Het is intussen een kleine traditie geworden dat de bestuursploeg van Ambibrew samen met de respectievelijke gezinnetjes jaarlijks een uitstapje doet.
Na de geuzebrouwerijen vorig jaar bezochten we dit jaar Emelisse in Kamperland aan de overkant van het Veerse Meer.
Sinds het veer over de Westerschelde niet meer toegankelijk is voor voertuigen kun je Walcheren en het Veerse Meer dus best bereiken via de tunnel in Terneuzen.
Een dik uurtje rijden toch, dus moesten we allemaal vroeg uit de veren om tegen acht uur te kunnen vertrekken in Adegem.
De fietsen waren op de auto’s geladen want weersvoorspellingen waren niet slecht. Maar onderweg hadden we al regen.
Na een koffietje in Veere klaarde de lucht echter op en konden we het veerpont nemen naar de overkant van het Veerse Meer, naar Kamperland.
De vriendelijke bemanning had een grapje voor elk van ons in petto.
Onze timing bleek zo strak te zijn dat de deuren van brouwerij Emelisse nog gesloten bleken.
Dan maar een ander plaatsje gezocht voor een aperitief. De plaatselijke frituur had nog een behoorlijk bier assortiment, dus dat was een meevaller.
Wellicht geen meevaller voor de uitbater voor de frituur was het feit dat wij tegen de middag vertrokken, want wij hadden gereserveerd in de brouwerij!
Brouwerij Emelisse was in een vorige editie van Ambibrew al eens “brouwerij in beeld”.
Nog eens de lof zwaaien over de kwaliteit van hun bieren is er dus misschien wat over, maar toch… Ze zijn verdomd goed die bieren van Emelisse!
We hadden het brouwersuurtje gereserveerd en kregen dus een rondleiding in de brouwerij, door de brouwer zelf.
Dat is altijd een meerwaarde, want de man is uiteraard dé specialist bij uitstek.
De man slaat ook nagels met koppen als hij ons (Belgen) zegt dat de buitenlandse kleine craftbrewers een tijdlang innovatiever zijn geweest dat de meeste Belgische brouwers en dat we te lang aan “navelstaren” hebben gedaan.
Bewijze de artikelen in het “biernieuws” in ons tijdschriftje van vorig trimester.
Na de rondleiding was er ook een degustatie met hapjes.
Wat op zijn Hollands: erg vriendelijke mensen, maar de hapjes waren wat magertjes.
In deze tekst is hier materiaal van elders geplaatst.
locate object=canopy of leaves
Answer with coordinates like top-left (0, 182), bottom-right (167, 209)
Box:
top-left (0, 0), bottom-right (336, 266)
Te zeggen, één stukje kaas per persoon en één klein satéetje.
Waar de rest van de kaasjes op de plank dan heen gingen? Joost mag het weten.
Maar goed dat mag muggenzifterij heten, want de porties van de lunch in Emelisse waren zoals we eerder al ervaren hadden royaal. Heerlijke streekproducten, met zorg en veel vriendelijkheid gebracht.
Lang konden we nadien niet blijven hangen want we hadden nog een fietstocht gepland rond het Veerse Meer om terug in Veere te geraken.
Met een 5-jarige in het gezelschap nam dat natuurlijk behoorlijk wat tijd (en stops onderweg) in beslag.
We konden nog maar eens vaststellen dat in Nederland heel creatieve brouwers aan het werk zijn, maar dat de biercultuur er niet leeft zoals in België.
Op amper een tiental kilometer van de brouwerij deden we een terrasje aan het strand waar op de reclamepanelen gepocht werd met “50 soorten bier”.
Allemaal Belgische, en geen Emelisse.
Even later in Veere veel erger: enkel pils, Wieckse witte (aaargh! Mag dat bier heten?), Duvel en Grimbergen.
We sloten de dag af met een lekker Belgisch frietje in ons lokaal ’t Kruisken en lesten onze dorst.